Factors affecting Supply

Supply refers to the quantity of a good that the producer plans to sell in the market. Supply will be determined by factors such as price, the number of suppliers, the state of technology, government subsidies, weather conditions and the availability of workers to produce the good.

Movement along the supply curve

  • As price increases firms have an incentive to supply more because they get extra revenue (income) from selling the goods.
  • If price changes, there is a movement along the supply curve, e.g. a higher price causes a higher amount to be supplied.


An increase in the price from 80 to 116 causes an increase in quantity supplied from 60 to 70.

Shifts in the Supply curve

This occurs when firms supply more goods – even at the same price. For example, a new machine which enables more of the good to be produced for the same cost.

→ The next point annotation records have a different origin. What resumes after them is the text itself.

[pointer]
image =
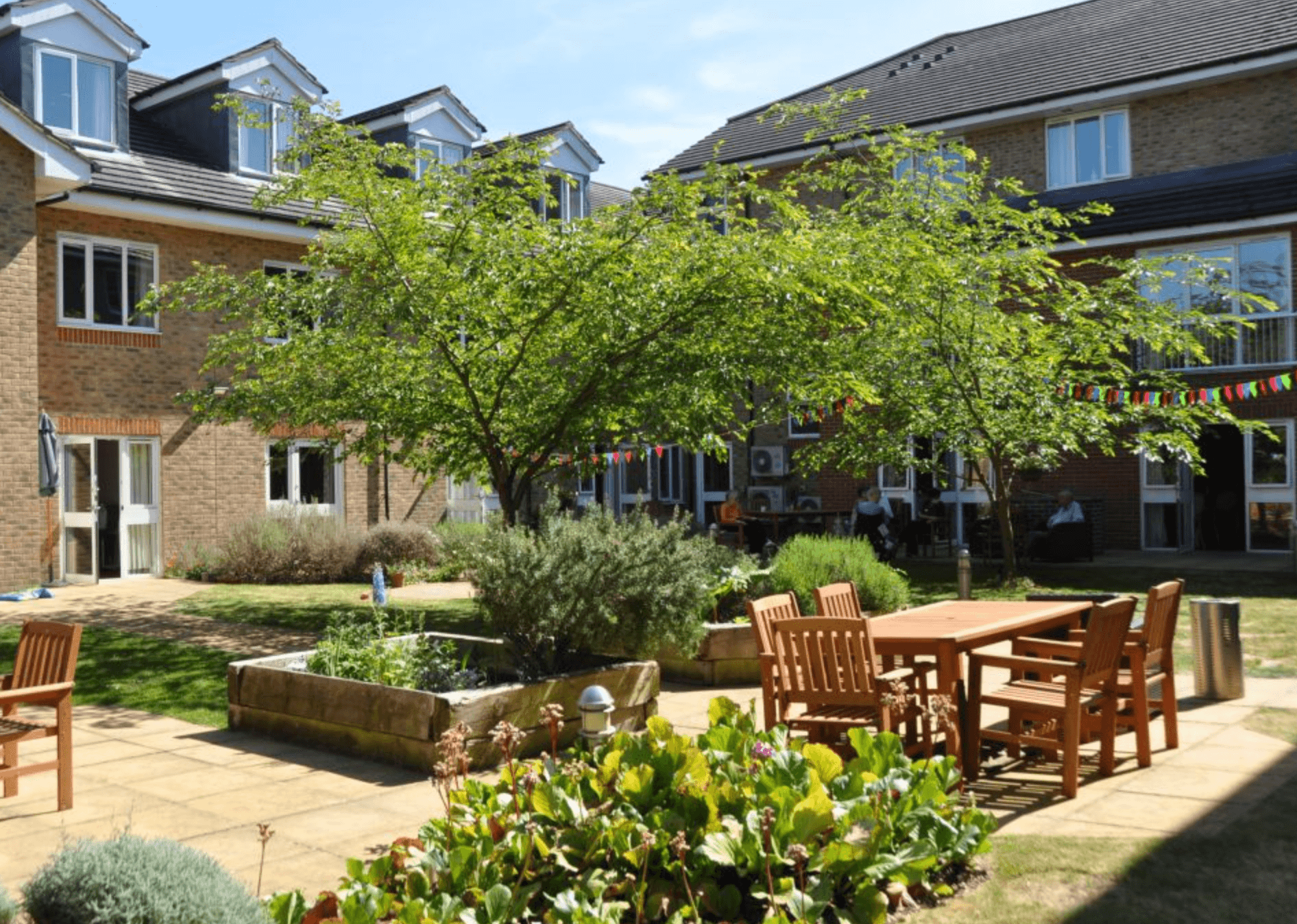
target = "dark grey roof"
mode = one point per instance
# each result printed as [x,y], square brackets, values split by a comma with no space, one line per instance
[1034,59]
[216,65]
[537,134]
[602,195]
[1207,195]
[162,168]
[401,106]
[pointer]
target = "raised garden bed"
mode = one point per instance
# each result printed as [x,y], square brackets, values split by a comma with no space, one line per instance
[725,658]
[276,696]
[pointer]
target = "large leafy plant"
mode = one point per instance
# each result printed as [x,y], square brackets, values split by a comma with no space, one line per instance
[579,585]
[732,825]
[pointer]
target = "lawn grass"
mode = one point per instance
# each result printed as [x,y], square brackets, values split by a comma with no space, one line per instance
[309,607]
[1269,601]
[156,675]
[1248,873]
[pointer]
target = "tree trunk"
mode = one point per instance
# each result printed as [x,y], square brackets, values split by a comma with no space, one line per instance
[1007,539]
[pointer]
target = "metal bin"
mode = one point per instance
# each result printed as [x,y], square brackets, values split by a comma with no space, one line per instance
[1217,649]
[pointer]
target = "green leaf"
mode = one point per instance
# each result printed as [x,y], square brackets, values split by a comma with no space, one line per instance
[812,815]
[824,761]
[723,848]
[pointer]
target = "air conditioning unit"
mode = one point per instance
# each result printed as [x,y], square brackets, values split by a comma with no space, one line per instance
[766,498]
[769,462]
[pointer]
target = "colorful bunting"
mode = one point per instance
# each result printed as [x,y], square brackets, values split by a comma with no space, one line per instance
[1239,391]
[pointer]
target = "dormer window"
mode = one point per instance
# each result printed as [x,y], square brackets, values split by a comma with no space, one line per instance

Factors affecting the supply curve

  1. A decrease in costs of production. This means business can supply more at each price. Lower costs could be due to lower wages, lower raw material costs
  2. More firms. An increase in the number of producers will cause an increase in supply.
  3. Investment in capacity. Expansion in the capacity of existing firms, e.g. building a new factory
  4. The profitability of alternative products. If a farmer sees the price of biofeuls increase, he may switch to growing crops for biofuels on all his fields and this will lead to a fall in the supply of food, such as wheat.
  5. Related supply. If there is an increase in the supply of beef (from cows) then there will also be an increase in the supply of leather.
  6. Weather. Climatic conditions are very important for agricultural products
  7. Productivity of workers. If workers become more motivated and work hard, then there will be a significant increase in output and supply.
  8. Technological improvements. Improvements in technology, e.g. computers or automation, reducing firms costs.
  9. Lower taxes. Lower direct taxes (e.g. tobacco tax, VAT) reduce the cost of goods.
  10. Government subsidies. Increase in government subsidies will also reduce the cost of goods, e.g. train subsidies reduce the price of train tickets.
  11. Objectives of firms. If firms are profit maximisers and collude with other firms, we may see a fall in supply as they try to maximise profits. However, if they switch to targetting sales or revenue maximisation, then we will see an increase in supply.

Shift in supply to the left


In this case, there is a fall in supply. The supply curve shifts to the left. This causes a higher price. The supply can shift to the left because

  • Fewer firms in the market
  • Bad weather (agriculture)
  • Higher taxes
  • Decline in productivity (workers work less hard.)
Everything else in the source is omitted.